As part of the electrical rehaul, I had removed all circuit wiring.
After wiring up the house battery some weeks ago, now it was time for the starter circuit. This would be controlled by a single on/off switch, as part of the push to isolate the start circuit entirely. First things first – drill out the hole for the new starter switch.
I had to move the charger of this (blocking up the hole I was using to thread the power cable through – hence why I wired up the the external outlet yesterday).
Here is the back of the switch, after I wired it.
Next, I had to hook it up to the starter.
Here is the old cable – not only is it really under sized, its also not a marine cable and appears to be a automobile one with a cheap crappy lug on it.

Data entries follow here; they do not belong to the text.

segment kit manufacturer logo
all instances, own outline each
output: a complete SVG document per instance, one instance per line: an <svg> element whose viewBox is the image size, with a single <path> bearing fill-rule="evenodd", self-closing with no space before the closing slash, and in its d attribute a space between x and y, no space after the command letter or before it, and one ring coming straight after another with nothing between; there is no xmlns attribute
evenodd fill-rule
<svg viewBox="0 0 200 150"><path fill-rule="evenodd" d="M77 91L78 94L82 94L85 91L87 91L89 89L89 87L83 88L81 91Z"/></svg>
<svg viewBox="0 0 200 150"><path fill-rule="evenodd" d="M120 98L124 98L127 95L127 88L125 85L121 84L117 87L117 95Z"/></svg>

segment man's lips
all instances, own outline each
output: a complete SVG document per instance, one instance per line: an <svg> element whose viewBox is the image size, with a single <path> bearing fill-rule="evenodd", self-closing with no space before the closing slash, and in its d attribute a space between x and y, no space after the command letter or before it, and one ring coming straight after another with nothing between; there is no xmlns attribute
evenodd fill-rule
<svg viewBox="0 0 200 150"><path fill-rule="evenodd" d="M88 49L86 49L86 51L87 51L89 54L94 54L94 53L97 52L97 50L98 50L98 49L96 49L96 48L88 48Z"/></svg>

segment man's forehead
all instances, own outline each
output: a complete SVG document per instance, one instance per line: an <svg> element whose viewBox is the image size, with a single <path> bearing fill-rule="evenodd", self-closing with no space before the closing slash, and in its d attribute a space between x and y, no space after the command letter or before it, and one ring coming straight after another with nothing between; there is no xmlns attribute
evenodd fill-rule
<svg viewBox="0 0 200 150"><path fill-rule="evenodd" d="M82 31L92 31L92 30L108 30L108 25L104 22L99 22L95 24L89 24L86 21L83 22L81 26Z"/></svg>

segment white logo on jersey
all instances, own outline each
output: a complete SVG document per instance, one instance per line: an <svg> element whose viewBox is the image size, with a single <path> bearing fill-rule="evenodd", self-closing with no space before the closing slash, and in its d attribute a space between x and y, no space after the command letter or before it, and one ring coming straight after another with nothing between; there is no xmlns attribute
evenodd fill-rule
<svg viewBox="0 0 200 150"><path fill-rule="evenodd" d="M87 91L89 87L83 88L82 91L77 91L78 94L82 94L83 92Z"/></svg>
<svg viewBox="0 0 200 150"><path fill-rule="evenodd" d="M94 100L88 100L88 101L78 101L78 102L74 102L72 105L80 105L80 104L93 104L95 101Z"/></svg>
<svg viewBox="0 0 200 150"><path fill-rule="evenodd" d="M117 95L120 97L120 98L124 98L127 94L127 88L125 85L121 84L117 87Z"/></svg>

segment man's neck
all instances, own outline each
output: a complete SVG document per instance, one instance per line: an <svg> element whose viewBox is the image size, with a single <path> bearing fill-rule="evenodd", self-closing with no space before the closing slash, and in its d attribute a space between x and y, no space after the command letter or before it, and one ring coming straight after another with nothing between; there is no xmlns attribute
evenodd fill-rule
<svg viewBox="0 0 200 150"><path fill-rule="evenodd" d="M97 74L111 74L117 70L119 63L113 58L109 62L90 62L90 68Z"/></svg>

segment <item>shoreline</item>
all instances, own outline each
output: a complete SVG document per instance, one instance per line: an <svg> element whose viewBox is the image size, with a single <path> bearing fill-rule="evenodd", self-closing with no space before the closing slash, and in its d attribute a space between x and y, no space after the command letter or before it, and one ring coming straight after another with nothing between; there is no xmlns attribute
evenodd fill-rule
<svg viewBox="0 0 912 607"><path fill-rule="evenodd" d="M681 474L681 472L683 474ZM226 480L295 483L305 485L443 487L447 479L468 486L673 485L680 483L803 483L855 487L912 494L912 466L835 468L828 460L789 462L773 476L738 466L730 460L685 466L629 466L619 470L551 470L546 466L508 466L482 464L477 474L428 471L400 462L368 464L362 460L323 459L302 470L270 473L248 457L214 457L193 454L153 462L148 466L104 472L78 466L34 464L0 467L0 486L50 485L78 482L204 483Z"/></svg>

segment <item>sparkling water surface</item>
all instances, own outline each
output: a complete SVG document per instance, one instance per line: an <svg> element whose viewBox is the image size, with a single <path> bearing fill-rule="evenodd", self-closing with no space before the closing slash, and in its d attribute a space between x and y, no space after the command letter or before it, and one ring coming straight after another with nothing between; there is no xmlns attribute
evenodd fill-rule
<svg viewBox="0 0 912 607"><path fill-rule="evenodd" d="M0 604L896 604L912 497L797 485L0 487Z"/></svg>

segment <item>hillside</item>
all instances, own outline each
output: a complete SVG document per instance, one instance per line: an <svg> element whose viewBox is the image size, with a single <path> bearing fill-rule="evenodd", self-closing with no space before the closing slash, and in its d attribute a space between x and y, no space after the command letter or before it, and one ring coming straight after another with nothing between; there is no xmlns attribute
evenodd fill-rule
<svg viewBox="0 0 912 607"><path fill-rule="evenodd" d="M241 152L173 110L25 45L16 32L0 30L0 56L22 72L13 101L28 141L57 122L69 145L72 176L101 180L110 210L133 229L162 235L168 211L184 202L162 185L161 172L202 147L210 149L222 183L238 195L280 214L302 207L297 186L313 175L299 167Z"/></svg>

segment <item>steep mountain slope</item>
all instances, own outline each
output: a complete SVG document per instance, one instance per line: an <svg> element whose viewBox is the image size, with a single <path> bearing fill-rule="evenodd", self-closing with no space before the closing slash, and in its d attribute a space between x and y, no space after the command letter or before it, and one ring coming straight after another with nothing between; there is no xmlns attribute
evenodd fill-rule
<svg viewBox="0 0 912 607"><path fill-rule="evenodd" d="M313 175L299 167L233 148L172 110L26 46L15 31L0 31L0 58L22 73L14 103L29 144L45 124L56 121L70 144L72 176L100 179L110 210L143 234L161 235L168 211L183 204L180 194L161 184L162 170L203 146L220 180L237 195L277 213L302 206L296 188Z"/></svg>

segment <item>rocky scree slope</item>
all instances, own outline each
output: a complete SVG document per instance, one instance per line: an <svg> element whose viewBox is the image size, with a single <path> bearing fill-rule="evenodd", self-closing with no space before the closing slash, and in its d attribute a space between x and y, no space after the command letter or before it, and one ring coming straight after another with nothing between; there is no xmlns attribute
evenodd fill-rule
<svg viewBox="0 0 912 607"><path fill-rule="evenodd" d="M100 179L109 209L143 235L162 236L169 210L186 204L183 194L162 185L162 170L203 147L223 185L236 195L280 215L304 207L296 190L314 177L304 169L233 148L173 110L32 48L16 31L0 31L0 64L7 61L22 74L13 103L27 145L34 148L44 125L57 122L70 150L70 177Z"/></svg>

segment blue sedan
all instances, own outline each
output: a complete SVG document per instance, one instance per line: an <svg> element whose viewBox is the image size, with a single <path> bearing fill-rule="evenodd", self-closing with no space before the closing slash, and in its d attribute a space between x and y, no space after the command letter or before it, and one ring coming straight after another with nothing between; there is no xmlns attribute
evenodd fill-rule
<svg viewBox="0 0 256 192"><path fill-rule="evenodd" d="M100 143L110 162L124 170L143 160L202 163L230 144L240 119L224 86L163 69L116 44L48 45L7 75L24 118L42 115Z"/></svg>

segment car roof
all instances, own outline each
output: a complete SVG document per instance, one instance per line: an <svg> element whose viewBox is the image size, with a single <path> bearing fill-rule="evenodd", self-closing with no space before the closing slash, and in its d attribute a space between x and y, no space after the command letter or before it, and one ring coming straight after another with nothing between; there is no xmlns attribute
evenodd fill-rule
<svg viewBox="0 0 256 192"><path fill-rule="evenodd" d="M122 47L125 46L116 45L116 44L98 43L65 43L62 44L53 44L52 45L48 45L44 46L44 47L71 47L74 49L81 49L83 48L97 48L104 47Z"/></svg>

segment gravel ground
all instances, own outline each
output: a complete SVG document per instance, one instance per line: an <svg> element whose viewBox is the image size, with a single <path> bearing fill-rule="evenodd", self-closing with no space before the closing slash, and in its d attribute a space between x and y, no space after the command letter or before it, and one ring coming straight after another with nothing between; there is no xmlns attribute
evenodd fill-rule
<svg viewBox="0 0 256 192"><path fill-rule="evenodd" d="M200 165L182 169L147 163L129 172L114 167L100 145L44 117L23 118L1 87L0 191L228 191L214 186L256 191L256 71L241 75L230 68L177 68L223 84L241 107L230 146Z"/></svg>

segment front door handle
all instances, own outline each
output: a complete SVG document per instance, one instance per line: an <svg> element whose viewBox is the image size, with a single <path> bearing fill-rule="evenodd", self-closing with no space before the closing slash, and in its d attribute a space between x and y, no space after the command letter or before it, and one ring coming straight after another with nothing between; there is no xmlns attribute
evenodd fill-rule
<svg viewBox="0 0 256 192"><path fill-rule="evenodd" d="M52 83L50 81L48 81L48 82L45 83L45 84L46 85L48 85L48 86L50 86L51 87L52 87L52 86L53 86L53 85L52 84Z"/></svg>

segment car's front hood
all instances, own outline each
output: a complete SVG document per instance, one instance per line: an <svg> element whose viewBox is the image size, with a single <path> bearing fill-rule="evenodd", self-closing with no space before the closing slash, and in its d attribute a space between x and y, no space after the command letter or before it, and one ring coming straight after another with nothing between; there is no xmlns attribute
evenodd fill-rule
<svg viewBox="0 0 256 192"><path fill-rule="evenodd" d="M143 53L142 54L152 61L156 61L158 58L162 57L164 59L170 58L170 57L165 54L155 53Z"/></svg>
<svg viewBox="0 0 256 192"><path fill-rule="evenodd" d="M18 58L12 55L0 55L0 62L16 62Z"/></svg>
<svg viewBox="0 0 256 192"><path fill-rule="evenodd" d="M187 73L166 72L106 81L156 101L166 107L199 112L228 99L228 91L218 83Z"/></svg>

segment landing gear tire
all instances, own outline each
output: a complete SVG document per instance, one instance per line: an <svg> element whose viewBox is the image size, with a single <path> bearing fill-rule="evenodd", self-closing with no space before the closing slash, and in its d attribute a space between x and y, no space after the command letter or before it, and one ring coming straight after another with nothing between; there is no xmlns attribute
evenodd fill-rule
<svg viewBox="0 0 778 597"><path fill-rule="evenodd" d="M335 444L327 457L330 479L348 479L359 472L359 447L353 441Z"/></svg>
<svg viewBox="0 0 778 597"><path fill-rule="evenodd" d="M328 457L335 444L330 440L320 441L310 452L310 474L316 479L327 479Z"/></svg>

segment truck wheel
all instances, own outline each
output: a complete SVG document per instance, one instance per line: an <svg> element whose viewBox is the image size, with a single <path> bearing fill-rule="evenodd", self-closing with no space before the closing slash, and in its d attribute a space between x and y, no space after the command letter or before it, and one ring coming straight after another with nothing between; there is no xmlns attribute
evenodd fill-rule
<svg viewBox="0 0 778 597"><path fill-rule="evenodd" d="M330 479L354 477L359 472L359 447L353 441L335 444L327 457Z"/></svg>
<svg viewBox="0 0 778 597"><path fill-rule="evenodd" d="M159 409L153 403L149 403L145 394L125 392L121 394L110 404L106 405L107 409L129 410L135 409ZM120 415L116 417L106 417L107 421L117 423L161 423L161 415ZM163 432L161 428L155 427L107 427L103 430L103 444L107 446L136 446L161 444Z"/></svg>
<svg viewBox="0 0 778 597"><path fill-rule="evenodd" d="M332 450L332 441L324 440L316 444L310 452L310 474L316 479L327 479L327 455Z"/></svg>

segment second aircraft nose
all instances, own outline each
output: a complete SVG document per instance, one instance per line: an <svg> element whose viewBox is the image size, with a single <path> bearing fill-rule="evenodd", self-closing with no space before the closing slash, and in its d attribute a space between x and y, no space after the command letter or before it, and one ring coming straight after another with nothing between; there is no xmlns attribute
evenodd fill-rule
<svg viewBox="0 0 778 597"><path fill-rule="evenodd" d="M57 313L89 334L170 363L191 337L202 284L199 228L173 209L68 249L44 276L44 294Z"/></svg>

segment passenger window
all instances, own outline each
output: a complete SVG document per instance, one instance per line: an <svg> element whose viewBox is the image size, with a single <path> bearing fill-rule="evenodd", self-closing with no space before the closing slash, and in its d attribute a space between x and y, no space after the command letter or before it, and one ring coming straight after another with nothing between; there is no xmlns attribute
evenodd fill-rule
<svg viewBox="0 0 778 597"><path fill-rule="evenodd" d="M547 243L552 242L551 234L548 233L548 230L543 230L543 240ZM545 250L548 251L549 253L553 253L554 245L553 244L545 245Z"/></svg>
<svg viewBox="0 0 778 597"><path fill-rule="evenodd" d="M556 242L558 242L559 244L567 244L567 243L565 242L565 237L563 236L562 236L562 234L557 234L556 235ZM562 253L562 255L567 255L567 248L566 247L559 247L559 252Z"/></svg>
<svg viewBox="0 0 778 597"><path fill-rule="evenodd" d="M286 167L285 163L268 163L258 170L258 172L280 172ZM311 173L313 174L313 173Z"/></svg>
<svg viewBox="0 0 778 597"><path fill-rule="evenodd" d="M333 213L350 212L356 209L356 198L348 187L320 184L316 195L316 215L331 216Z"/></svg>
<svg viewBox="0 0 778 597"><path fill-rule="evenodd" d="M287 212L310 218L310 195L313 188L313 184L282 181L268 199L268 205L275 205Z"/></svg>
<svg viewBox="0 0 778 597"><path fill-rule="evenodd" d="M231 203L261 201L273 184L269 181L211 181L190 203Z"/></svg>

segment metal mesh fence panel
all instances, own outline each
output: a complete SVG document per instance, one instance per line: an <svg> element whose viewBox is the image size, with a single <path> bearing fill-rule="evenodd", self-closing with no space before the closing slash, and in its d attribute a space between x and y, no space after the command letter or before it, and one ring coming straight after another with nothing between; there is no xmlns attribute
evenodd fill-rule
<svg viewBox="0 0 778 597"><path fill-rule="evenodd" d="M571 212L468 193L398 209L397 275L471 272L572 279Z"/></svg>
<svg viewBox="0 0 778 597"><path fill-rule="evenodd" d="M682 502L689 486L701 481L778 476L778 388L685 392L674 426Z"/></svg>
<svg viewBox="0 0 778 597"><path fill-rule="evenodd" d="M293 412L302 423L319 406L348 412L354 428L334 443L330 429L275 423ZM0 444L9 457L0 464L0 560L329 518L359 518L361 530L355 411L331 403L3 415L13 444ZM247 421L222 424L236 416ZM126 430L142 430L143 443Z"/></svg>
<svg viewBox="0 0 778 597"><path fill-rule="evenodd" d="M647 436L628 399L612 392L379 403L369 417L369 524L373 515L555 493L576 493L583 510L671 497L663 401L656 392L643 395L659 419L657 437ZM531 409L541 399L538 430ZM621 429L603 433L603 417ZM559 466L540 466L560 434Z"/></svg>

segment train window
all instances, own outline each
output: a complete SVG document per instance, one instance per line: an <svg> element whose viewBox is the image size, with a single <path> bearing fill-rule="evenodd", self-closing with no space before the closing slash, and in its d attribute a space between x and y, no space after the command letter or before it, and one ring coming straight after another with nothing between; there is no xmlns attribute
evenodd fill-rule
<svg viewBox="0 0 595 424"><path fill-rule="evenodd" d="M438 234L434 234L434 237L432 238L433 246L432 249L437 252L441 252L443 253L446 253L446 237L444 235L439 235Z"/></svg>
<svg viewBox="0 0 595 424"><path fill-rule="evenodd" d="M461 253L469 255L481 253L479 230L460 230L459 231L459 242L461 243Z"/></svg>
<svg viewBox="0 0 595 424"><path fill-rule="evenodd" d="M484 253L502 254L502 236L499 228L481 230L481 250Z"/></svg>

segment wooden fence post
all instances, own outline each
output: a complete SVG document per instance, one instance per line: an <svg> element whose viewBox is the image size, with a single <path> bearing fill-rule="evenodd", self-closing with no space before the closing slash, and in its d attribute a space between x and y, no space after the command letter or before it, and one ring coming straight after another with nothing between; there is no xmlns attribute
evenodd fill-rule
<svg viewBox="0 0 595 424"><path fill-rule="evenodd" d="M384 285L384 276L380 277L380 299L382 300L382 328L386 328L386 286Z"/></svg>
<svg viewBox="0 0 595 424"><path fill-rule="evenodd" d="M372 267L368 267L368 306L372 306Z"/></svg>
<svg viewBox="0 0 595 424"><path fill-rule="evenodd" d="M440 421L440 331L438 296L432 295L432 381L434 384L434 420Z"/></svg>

SAE size 4, whatever that is.
I replaced it with some AVG 1/0, which should be plenty big enough. The engine should start easier as well!
Note the lug size difference.
With the wiring from the switch to the starter done, the last thing to do was run a positive cable from the switch to the starter battery, and then a negative cable from the battery to the ground hub.
Note the mess of wires from the battery charger – I am going to have to clear that all up.
The very final thing to do was install the echo charger I bought.
This cool device monitors the house battery, and when it’s fully charged starts shipping charge over the to the starter. That way, I can run all my charging sources (alternator, solar, shorepower) to the house battery and not worry about faffing about with different battery selection switches. Here it is below
I go into more detail on my planning in the earlier blog post here
I still have to install that link between the selector switch and the starter, but I will do that another time.
After leaving some time for the battery to charge, I gave it a shot and it fired right up! Perfect!